Discount Super-Geeks Fuel Ukraine IT Boom

KIEV, Ukraine -- With its Soviet-era institutes processing thousands of top-class programmers each year, Ukraine is using its low wages and proximity to Europe to carve a niche in the hyper-competitive software industry.

"Our work is more creative, it's less like a conveyor belt than in the West," said Ruslan Didenko, 27, a programmer at GSC Game World, a company based in a grey block near Kiev city centre.

GSC was set up in 1997 and has now produced three games that have sold well on European markets, including Stalker, a shoot-em-up set in the Chernobyl nuclear disaster zone.

Industry experts say thousands of companies like GSC are sprouting up in Ukraine, favoured because of its location on the border of the European Union and its large pool of skilled, and relatively cheap, programmers.

"This is one of the fastest-growing sectors in the Ukrainian economy," said Viktor Maznyuk, head of Hi-Tech Initiative, an industry group of 39 Ukrainian companies specialised in IT outsourcing.

Citing analyst estimates, Maznyuk said the IT sector in Ukraine is worth around $600-million (about R4,2-billion) per year. It employs about 25 000 people and is expected to grow by up to 25 percent this year alone.

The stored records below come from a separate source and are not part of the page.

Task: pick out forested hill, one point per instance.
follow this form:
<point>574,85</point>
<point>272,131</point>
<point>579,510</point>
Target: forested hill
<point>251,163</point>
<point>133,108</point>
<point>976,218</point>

"More and more European companies are looking at Ukraine - some are disillusioned with India and China. Ukraine can compete on more complicated programming," Maznyuk said.

Programmers often come from prestigious Soviet-era mathematics and technology institutes in Kiev, as well as in Kharkiv in the east of this country of 47-million, and Lviv in the west.

Depending on skill level, the average salaries range between $300 and $1 000 per month - far lower than in most European countries and the United States.

Companies tapping in

Although many firms are wary of selling software in Ukraine itself because of widespread piracy, the big foreign players, including IBM and Intel, have set up shop here, while others are tapping the country's outsourcing potential.

"We're in the same time zone as Europe - that makes contacts with clients easier," said Alexei Sigov, CEO of Infopulse Ukraine, one of the biggest software companies in Ukraine.

"When you need pro-active participation by a team - that's where we have the biggest advantage," said Sigov, whose company has grown around 30 percent in the past four years and employs about 340 programmers.

Among Infopulse's clients are firms in Denmark, France and the Netherlands.

For the industry, the main boost from the government was a decision by President Viktor Yushchenko in 2005 to scrap visas for EU, Japanese and US nationals.

But for all the Western feel of Ukraine's computer sector - including the ping-pong table and gym at GSC headquarters - the business manages to retain a Ukrainian identity.

At GSC, Oleg Yavorsky, a long-haired 28-year-old manager in black cycling shoes and capri trousers, said players in Europe liked the "exotic" themes in Ukrainian games - Chernobyl, for instance.

Programmers for Stalker actually left their computer screens and travelled to the 1986 disaster zone in northern Ukraine for research, speaking to survivors and researching archives.

"We had to be pretty careful where we walked. Not to step on any moss. I think we managed to create the same atmosphere in the game," said Didenko - a computer programmer far from California.